Transparency is key
Ontario’s highest billing doctors have lost yet another battle in their fight to keep what they receive from the Ontario Health Insurance Plan secret.
In siding with the Star over representatives for OHIP’s top 100 billing doctors, Ontario’s Divisional Court rightly held that the public’s right to know trumps physicians’ view that their billings should be private. And that’s a good thing for democracy. “The rationale is that the public is entitled to information in the possession of their governments so that the public may, among other things, hold their governments accountable,” wrote Justice Ian Nordheimer.
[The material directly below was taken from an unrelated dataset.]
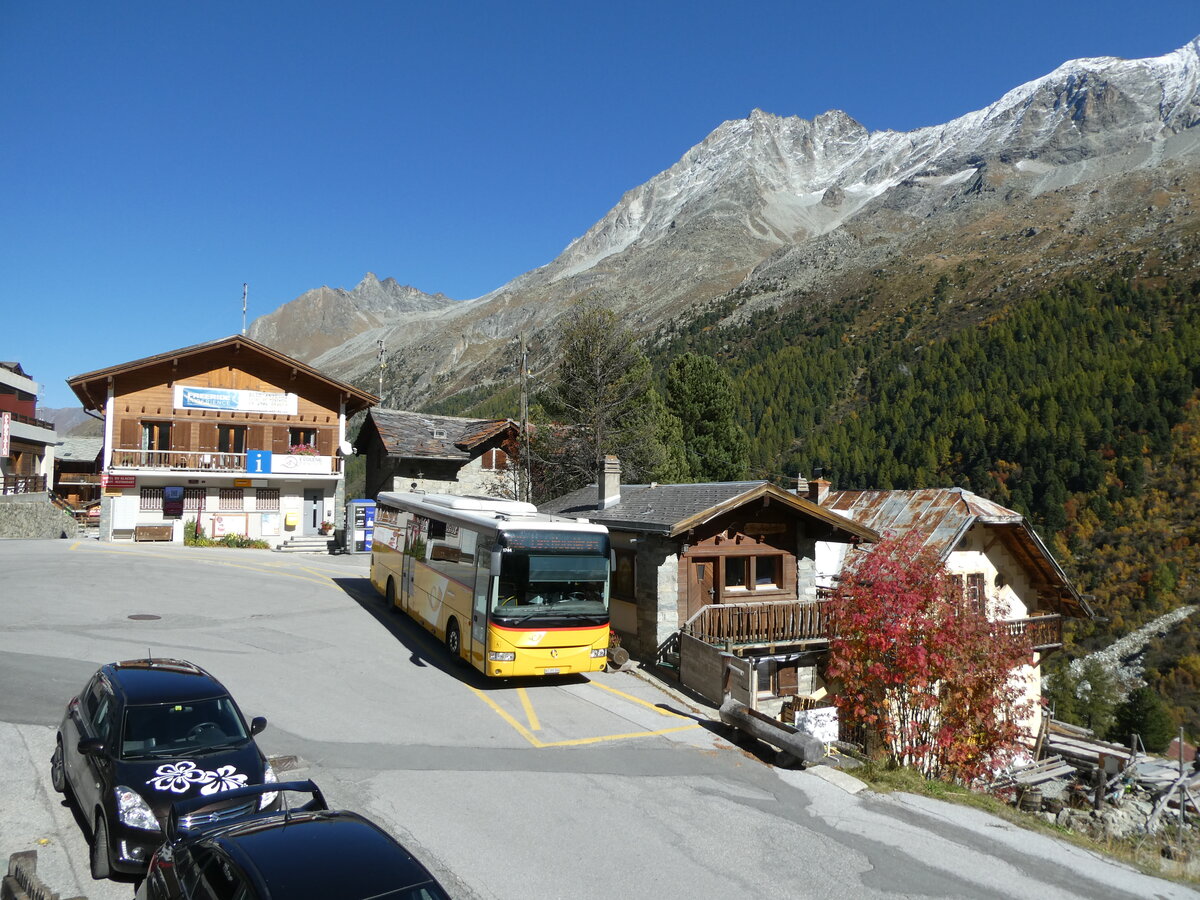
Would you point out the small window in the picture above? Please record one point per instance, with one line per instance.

That important decision reinforces one made this time last year by John Higgins, an adjudicator for the Office of the Information and Privacy Commissioner. In response to a freedom of information request from the Star’s Theresa Boyle, he ruled that “the concept of transparency, and in particular, the closely related goal of accountability, requires the identification of parties who receive substantial payments from the public purse.”
The Ontario Medical Association and two other groups of doctors who had applied to have Higgins’ ruling quashed could appeal the divisional court ruling. But they shouldn’t.
It’s high time taxpayers who fund this province’s health-care budget — including more than $11 billion in doctors’ billings — had more information about where their money goes. Taxpayers in New Brunswick, Manitoba and British Columbia already have that information.
There’s a lot at stake. The top 100 OHIP billers, alone, took in a combined $191 million in 2012-13.
While the Star does not yet know who claimed what, general information released by the health ministry showed the highest biller claimed more than $6 million that year, while the secondand third-highest billers each claimed more than $4 million.
Meanwhile, an audit conducted by the provincial health ministry for the years 2014-15 only added fuel to the argument in favour of transparency when it was released at the end of 2016.
It suggested that the province’s 12 top-billing doctors are overcharging OHIP. According to documents, six allegedly charged for “services not rendered,” five of them “upcoded” (or billed for procedures that cost more than they should), and three charged for services deemed to be “medically unnecessary.”
Ontario already discloses the names and salaries of doctors employed by public organizations, such as hospitals, in its annual Sunshine List of public servants earning more than $100,000.
The OHIP billings of all other doctors should be made public too, starting with the top 100.